Beijing has allocated 120 billion yuan ($19.21 billion) to farm machinery subsidies since 2004, supporting the purchase of more than 35 million pieces of machinery, a report in the official People's Daily newspaper said.

That has helped raise mechanisation levels across China's farms to 61 percent last year from 33 percent in 2003, it said.

But the government plans to reduce the categories included in the scheme over the next three years to 137 items from 175, to prioritise the full mechanisation of its most important crops, Li Weiguo, director of the agriculture ministry's mechanisation department told the paper.

Farm mechanisation is seen as a key tool in countering the decline in rural productivity. Machinery is already widely used in harvesting grain and Xinjiang's cotton growers have also rapidly increased their use of mechanical cotton-pickers in recent years, significantly reducing costs.

But machinery is ill-suited to some regions, including mountainous terrain in the south, China's key sugar cane-production area, analysts say.

Equipment is also often ill-adapted to China's small farms, with average landholdings still around 8 mu, or slightly more than half a hectare.

"Since farming is still done mostly by households on a small scale in China, the use of agricultural machinery in most cases is often restricted to about 10 days of the year," said Zheng Fengtian, professor at Renimin University, in an editorial in the China Daily newspaper.

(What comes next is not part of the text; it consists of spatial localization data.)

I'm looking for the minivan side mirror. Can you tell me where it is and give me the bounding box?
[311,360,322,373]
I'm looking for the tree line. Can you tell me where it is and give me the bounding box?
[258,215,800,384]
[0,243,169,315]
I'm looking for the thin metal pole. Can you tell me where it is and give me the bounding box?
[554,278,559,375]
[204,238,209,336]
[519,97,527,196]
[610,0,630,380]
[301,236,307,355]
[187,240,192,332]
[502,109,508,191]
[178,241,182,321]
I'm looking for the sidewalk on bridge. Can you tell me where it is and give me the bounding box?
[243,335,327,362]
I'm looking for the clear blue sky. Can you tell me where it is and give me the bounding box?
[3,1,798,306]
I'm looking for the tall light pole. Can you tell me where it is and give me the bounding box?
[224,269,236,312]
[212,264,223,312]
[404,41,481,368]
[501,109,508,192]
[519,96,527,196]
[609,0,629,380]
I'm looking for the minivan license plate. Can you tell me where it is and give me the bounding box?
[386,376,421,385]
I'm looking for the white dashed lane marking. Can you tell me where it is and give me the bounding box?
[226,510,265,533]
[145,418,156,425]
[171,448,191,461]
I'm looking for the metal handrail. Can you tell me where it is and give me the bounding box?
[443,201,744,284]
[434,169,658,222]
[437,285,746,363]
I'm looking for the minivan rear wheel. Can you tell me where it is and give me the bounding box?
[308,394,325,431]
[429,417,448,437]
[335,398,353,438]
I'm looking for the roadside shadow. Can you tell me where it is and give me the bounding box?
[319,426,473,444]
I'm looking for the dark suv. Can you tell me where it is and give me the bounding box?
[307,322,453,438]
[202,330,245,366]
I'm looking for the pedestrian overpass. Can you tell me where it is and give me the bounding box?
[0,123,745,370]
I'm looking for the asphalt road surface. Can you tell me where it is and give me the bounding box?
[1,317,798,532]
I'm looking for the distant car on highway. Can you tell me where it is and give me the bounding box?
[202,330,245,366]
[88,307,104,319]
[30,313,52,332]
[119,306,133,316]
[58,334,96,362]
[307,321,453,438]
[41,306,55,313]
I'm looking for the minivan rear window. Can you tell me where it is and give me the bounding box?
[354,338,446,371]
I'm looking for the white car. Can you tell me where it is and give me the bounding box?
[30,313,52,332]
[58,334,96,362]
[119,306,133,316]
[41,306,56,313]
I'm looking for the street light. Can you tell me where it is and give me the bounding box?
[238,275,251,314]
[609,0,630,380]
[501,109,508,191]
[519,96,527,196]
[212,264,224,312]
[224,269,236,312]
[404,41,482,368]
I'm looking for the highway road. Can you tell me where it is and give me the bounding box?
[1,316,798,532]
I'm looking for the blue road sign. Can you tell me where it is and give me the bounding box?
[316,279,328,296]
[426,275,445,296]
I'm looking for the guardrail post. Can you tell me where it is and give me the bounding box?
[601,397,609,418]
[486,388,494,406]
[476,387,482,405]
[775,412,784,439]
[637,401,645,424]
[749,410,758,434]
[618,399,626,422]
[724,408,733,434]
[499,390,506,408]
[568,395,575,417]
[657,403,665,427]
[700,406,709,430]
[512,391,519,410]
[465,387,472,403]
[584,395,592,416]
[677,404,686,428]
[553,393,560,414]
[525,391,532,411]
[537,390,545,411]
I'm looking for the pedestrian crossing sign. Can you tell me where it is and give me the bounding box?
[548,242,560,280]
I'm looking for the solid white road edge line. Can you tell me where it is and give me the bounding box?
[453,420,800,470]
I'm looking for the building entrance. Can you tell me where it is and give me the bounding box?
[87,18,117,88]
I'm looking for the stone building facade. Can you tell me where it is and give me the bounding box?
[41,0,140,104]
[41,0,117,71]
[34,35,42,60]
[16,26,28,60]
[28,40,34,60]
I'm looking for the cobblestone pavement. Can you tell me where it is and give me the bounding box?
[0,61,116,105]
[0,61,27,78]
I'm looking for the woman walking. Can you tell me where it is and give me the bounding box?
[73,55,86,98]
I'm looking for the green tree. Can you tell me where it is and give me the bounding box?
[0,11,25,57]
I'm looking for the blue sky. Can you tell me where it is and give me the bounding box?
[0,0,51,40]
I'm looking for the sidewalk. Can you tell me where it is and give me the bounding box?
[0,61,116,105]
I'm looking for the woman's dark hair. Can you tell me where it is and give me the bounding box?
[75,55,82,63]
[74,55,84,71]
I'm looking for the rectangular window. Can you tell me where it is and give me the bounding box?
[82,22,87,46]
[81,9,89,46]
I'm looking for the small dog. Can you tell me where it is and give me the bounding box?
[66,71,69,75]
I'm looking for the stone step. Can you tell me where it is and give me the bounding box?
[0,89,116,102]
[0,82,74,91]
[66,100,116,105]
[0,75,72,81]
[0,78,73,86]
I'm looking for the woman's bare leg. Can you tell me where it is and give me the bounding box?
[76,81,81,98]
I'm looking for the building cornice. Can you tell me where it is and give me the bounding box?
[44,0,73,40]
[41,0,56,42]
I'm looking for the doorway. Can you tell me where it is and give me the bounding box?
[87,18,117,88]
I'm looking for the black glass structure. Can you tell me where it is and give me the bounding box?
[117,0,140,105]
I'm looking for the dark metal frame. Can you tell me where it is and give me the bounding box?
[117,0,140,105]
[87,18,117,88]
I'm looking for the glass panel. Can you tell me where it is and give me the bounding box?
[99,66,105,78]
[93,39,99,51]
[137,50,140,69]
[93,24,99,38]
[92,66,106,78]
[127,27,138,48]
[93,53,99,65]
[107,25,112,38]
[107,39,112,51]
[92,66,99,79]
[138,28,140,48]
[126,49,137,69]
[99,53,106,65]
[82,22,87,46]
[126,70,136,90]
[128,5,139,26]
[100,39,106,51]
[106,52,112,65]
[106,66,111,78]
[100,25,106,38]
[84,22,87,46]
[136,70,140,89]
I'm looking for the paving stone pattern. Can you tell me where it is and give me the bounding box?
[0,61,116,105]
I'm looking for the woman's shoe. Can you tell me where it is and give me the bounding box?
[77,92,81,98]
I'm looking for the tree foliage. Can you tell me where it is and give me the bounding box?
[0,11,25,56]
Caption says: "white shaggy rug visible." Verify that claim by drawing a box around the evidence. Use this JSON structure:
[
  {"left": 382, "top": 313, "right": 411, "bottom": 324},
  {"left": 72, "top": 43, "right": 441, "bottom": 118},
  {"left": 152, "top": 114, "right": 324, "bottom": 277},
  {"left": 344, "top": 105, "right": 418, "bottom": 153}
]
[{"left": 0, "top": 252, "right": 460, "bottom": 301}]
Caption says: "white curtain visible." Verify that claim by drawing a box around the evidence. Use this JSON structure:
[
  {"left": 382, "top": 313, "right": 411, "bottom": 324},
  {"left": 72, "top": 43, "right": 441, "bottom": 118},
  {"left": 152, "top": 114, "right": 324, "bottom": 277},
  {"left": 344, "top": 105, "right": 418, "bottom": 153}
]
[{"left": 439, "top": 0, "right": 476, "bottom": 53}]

He said the government should instead offer prepaid vouchers so farmers can rent the machinery they need.

Chinese construction equipment makers such as Zoomlion may benefit from the scheme, as they respond to a drop in demand for machines to build bridges and roads by targeting growing demand from agribusinesses.

Subsidies for farm equipment should typically not exceed 50,000 yuan or 30 percent of its sale price, but the amount can be as much as 600,000 yuan in some cases such as for large cotton-pickers, according to the agriculture ministry's proposed revisions.